И от помысленного того слова вспомянулась вдруг князю утрешняя молвь с купцом Офонасием, прозвищем Вьюн. А и впрямь вьюном был удалой торговый человек! И в игольное ушко, поди, пролез бы купчина, коли б посулили полушку прибытка. Занесла его нелегкая за лихвою и в астороканский улус. А тут и дружина ушкуйная пожаловала. Едва живота не лишился Вьюн вместях с теми новгородцами. Заедино с ушкуйниками грабили и волочили татары случившихся в городе русских купцов. Ан и здесь вывернулся Офонасий: волчьим нюхом учуял близкую напасть да и отогнал свой учан с товарами вниз по Волге. У татар злоба – что волна: прихлынула, смела, что по дороге попалось, и – нет ее. Через три дня вернулся Вьюн в Асторокань и расторговался с немалою выгодой, заодно вызнавши все подробности кровавого похмелья. О безлепой гибели ушкуйников на Москве уже знали. Купчина же был первым видоком того страшного дела, и потому Дмитрий с ближними слушали его со вниманием.
– Мало кто и за оружье‑то успел взяться, – сокрушенно заканчивал купец. – А всего, сказывают, было тех новгородцев более двух тысячей, и по повеленью Хаджи-Черкеса бесермены поганые спустили побитых в Волгу. Которых мертвяков и мы потом с учана зрели, как плыли они к морю Хвалынскому.
И хоть сам Дмитрий чаял казнить разбойников тех без жалости, а дрогнуло сердце по безлепо загубленным. Упокой, господи, души неразумных чад твоих!
Князь встряхнул головою, прогоняя докучливое воспоминанье: негоже хмуриться на свадьбе, ох негоже. Может, и жениху выпадет завтра по государеву слову трудный путь торить да смерти в глаза глядеть. То – завтра, а ныне слушают молодые возглашенья захмелевших гостей, что час от часу смелее да охальнее:
– Петро! Атаман! Что ж ты к молодой, ровно к иконе прикладываешься? Жены стыдиться – детей не видать!
– А хороша девка была, кум!
– Ничего, девкой меньше, дак молодицей больше!
– А и не так. С вечера девка, со полуночи молодка, по заре хозяюшка!
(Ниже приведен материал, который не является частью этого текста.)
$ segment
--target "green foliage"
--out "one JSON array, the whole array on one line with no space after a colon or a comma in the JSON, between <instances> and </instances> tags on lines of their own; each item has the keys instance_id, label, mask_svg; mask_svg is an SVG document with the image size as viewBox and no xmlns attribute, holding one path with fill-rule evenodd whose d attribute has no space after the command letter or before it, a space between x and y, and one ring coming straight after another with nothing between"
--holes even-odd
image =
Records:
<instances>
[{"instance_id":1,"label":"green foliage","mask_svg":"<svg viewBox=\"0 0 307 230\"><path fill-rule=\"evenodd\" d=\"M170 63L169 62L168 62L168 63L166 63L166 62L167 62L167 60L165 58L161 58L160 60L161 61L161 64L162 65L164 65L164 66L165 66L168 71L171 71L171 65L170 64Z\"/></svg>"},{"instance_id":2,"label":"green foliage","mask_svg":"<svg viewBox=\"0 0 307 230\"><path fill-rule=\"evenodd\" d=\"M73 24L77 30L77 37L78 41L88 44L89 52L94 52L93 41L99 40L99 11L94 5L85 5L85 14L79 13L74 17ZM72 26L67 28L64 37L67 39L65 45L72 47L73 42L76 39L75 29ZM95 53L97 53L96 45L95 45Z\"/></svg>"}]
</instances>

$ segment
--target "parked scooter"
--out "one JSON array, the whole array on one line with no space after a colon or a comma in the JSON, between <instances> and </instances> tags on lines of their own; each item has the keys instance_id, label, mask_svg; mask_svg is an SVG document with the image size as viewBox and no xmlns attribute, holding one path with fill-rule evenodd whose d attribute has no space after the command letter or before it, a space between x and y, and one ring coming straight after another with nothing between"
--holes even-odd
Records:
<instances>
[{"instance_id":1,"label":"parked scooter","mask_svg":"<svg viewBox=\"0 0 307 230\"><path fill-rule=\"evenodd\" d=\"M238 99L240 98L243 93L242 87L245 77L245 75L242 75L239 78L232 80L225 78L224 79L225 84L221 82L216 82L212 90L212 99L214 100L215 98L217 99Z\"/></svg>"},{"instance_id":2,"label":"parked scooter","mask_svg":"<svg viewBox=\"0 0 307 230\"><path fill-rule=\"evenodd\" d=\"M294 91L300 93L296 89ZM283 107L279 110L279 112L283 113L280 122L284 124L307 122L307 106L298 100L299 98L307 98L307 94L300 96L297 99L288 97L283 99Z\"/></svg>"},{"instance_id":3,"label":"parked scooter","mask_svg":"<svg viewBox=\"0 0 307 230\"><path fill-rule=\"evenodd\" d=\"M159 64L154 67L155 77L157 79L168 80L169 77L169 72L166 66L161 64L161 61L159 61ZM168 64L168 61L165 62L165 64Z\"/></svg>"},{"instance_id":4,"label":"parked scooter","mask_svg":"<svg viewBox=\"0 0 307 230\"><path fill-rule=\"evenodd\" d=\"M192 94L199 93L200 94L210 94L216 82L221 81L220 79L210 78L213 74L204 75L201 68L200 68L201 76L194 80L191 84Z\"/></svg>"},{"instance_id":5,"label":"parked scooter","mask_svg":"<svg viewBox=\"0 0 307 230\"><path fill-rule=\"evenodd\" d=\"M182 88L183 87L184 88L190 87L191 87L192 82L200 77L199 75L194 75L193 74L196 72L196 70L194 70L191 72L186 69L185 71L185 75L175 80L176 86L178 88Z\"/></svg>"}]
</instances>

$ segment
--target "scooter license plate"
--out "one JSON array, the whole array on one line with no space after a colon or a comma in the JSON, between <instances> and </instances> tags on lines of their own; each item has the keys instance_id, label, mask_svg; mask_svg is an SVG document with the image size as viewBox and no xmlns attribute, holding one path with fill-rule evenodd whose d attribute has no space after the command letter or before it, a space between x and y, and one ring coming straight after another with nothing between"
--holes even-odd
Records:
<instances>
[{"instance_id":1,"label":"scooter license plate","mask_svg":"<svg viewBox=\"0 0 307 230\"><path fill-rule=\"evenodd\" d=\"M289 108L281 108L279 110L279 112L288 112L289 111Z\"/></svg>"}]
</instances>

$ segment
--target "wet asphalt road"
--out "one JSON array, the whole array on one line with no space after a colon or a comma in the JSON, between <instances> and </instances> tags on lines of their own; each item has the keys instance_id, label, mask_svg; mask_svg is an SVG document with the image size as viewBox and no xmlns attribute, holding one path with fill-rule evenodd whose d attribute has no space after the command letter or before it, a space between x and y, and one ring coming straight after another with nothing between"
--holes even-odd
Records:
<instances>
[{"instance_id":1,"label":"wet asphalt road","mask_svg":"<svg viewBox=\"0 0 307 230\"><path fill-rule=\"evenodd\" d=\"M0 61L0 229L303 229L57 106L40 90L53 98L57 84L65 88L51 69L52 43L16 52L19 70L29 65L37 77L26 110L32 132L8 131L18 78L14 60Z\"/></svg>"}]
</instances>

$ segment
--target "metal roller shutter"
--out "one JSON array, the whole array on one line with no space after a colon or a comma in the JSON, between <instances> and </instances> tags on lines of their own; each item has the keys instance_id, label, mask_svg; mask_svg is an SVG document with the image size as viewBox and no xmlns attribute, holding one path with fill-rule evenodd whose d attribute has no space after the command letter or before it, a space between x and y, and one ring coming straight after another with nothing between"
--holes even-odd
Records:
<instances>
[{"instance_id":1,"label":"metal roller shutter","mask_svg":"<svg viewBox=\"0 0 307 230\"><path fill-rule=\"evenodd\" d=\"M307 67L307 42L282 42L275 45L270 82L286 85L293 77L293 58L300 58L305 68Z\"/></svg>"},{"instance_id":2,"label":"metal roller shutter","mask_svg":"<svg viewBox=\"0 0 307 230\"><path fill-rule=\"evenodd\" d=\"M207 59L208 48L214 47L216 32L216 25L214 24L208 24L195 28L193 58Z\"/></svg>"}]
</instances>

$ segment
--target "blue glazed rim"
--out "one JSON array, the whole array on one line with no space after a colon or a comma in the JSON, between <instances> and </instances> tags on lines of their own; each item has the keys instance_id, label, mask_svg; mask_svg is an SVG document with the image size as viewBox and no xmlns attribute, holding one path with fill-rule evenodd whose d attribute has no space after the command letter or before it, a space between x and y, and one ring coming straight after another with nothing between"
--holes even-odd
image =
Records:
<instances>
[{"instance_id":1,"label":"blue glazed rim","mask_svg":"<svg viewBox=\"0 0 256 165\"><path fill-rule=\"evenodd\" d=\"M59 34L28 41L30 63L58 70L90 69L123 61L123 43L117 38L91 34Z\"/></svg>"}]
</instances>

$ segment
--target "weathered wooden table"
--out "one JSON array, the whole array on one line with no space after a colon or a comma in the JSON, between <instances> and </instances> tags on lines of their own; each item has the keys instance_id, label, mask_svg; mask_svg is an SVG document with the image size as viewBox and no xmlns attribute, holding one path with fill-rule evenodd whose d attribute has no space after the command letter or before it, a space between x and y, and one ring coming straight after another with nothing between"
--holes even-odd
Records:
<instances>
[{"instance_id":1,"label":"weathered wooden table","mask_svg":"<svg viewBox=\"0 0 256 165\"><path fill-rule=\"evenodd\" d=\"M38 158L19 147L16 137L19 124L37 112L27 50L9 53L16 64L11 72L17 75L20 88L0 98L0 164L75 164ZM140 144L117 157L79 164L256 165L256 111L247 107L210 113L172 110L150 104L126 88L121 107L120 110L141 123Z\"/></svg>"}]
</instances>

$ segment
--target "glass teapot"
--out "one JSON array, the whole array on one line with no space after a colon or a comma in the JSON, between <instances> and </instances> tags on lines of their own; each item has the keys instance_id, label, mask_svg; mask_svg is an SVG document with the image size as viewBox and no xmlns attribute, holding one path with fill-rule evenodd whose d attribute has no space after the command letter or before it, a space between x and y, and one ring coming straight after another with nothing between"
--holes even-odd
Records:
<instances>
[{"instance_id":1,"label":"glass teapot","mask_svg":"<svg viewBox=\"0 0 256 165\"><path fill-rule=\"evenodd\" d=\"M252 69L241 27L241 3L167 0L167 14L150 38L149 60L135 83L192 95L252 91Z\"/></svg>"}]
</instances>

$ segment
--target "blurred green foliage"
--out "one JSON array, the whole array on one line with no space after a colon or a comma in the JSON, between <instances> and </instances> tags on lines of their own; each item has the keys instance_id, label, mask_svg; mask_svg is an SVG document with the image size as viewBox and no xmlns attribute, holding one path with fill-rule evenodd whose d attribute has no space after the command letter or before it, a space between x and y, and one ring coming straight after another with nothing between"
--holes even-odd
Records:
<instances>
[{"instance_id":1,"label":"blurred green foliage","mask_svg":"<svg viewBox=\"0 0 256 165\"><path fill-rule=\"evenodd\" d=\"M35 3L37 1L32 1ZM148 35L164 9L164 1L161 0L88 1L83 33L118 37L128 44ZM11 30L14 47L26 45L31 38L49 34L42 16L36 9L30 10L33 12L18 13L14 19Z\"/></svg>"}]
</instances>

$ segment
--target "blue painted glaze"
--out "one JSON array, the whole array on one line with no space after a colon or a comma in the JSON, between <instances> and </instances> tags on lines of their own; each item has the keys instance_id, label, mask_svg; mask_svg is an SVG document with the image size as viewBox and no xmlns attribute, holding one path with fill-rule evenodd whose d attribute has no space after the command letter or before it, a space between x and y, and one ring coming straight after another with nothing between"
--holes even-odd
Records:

И с каждым пьяным криком близится тот неизбежный, тот сладко-тревожный миг, когда грянут, переглядываясь лукаво, девки-песельницы:
Тетера на стол прилетела,
Молодушка спать захотела.
Петруше с похмелья не спится,
Дунюшка на ножечку ступает
Да Петрушечку спать созывает:
«Пойдем, пойдем, Петрушечка, спати,
Да осенную ночь коротати!»
И отойдут, и отхлынут все горести мира сего пред золотым звоном тяжелых ордынских монет, кои положил Петр по обычаю в дар молодой жене, впервой снимающей с супруга сапоги. И выльются со сладким стоном добрыми слезами все томительные волнения минувшего дня, которому повторенья нет, как нет повторенья и жизни человеческой.
А и не долго привелось Петру на руке своей сладкие Дунины сны покоить. После Васильева дня созвал его со товарищи Дмитрий на тайный разговор. В малой думной гридне веяло уютным разымчивым печным теплом. За слюдяными оконницами кружились в диковинном танце крупные снежные мотыльки, обволакивая души людей благостным дремотным покоем.
– Скатерть бела весь свет одела. – Дмитрий со вздохом отвел затуманенный взгляд от завораживающей снежной круговерти, улыбнулся раздумчиво. – Сидеть бы так‑то вот посиживать, без тревог да забот на белый свет поглядывать. Токмо, чаю я, скушно бы вскорости стало!
– Истинно, государь. Сиднем сидеть умеет и медведь. А нам – либо в стремя ногой, либо в пень головой!
– Остер язык! – Дмитрий усмешливо глянул на расхмылившегося Занозу. – Смекаю я теперь, про кого сложено: на смирного бог беду шлет, а бойкий сам наскочит. Ан про стремя ты угадал, кмете. Созвали мы вас с князем Боброком заради немалого дела.
Дмитрий, построжев лицом, оборотился к Горскому:
– Помню, сказывал ты, что в Булгаре не раз бывал с новгородскими ватагами?
– Бывал, государь, и град сей добре знаю.
– Еще бы не добре! – вмешался Боброк. – И двух годов не минуло, как взяли ушкуйники Булгар на щит!
– Нахрапом, быстротою взяли, – усмехнулся и Горский. – Кабы успели нехристи ворота затворить, не видать бы нам никакого окупа!
– А много ли взяли? – Дмитрий прищурился.
– Триста рублев.
Князья переглянулись.
– Ну, за эдакими деньгами рати сбирать в поход не с руки, Дмитрий Иванович!